Auschwitz concentration camp (German: Konzentrationslager
Auschwitz) was a network of concentration and extermination camps built and
operated by the Third Reich in Polish areas annexed by Nazi Germany during
World War II. It consisted of Auschwitz I (the base camp); Auschwitz
II–Birkenau (the extermination camp); Auschwitz III–Monowitz (a labor camp to
staff an IG Farben factory), and 45 satellite camps.
Auschwitz I was first constructed to hold Polish political
prisoners, who began to arrive in May 1940. The first extermination of
prisoners took place in September 1941, and Auschwitz II–Birkenau went on to
become a major site of the Nazi "Final Solution to the Jewish
question". From early 1942 until late 1944, transport trains delivered
Jews to the camp's gas chambers from all over German-occupied Europe, where
they were killed with the pesticide Zyklon B. At least 1.1 million prisoners
died at Auschwitz, around 90 per cent of them Jewish; approximately 1 in 6 Jews
killed in the Holocaust died at the camp. Others deported to Auschwitz included
150,000 Poles, 23,000 Roma and Sinti, 15,000 Soviet prisoners of war, 400
Jehovah's Witnesses, and tens of thousands of people of diverse nationalities.

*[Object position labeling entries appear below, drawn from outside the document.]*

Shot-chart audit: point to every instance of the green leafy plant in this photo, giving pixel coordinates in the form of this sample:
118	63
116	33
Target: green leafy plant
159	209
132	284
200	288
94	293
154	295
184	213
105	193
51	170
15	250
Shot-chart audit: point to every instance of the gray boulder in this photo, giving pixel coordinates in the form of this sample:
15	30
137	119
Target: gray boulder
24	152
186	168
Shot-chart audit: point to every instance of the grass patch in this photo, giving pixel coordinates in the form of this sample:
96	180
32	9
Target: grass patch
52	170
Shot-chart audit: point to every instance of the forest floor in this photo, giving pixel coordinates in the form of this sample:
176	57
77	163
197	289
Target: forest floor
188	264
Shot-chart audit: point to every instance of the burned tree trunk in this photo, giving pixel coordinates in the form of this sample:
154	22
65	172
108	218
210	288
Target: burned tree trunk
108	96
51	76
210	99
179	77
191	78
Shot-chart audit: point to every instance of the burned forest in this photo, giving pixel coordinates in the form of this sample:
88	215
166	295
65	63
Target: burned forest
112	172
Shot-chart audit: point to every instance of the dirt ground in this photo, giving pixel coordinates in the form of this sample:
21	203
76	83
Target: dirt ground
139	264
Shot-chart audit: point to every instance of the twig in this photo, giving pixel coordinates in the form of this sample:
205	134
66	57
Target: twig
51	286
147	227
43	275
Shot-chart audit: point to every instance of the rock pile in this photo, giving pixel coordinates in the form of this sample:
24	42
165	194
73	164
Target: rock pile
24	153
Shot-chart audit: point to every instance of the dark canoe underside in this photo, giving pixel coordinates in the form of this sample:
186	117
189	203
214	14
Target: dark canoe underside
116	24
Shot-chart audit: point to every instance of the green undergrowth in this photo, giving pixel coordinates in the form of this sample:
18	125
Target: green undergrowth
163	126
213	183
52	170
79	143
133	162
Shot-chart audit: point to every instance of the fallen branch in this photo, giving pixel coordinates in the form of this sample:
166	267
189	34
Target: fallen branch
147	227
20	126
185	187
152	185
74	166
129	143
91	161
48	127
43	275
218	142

Living conditions were brutal, and many of those not killed in the gas chambers
died of starvation, forced labor, infectious diseases, individual executions,
and medical experiments.
In the course of the war, the camp was staffed by 6,500 to
7,000 members of the German Schutzstaffel (SS), approximately 15 per cent of
whom were later convicted of war crimes. Some, including camp commandant Rudolf
Höss, were executed. The Allied Powers refused to believe early reports of the
atrocities at the camp, and their failure to bomb the camp or its railways
remains controversial. 144 prisoners are known to have successfully escaped
Auschwitz, and on October 7, 1944, two Sonderkommando units—prisoners assigned
to staff the gas chambers—launched a brief, unsuccessful uprising.
Prison Life:
The prisoners' day began at 4:30 am (an hour later in
winter) with morning roll call. Dr. Miklos Nyiszli describes roll call as
beginning 3:00 am and lasting four hours. The weather was cold in Auschwitz at
that time of day, even in summer. The prisoners were ordered to line up
outdoors in rows of five and had to stay there until 7:00 am, when the SS
officers arrived. Meanwhile the guards would force the prisoners to squat for
an hour with their hands above their heads or levy punishments such as beatings
or detention for infractions such as having a missing button or an improperly
cleaned food bowl. The inmates were counted and re-counted. Nyiszli describes
how even the dead had to be present at roll call, standing supported by their
fellow inmates until the ordeal was over. When he was a prisoner in 1944–45,
five to ten men would be found dead in the barracks each night. The prisoners
assigned to Mengele's staff slept in a separate barracks and were awoken at
7:00 am for a roll call that only took a few minutes.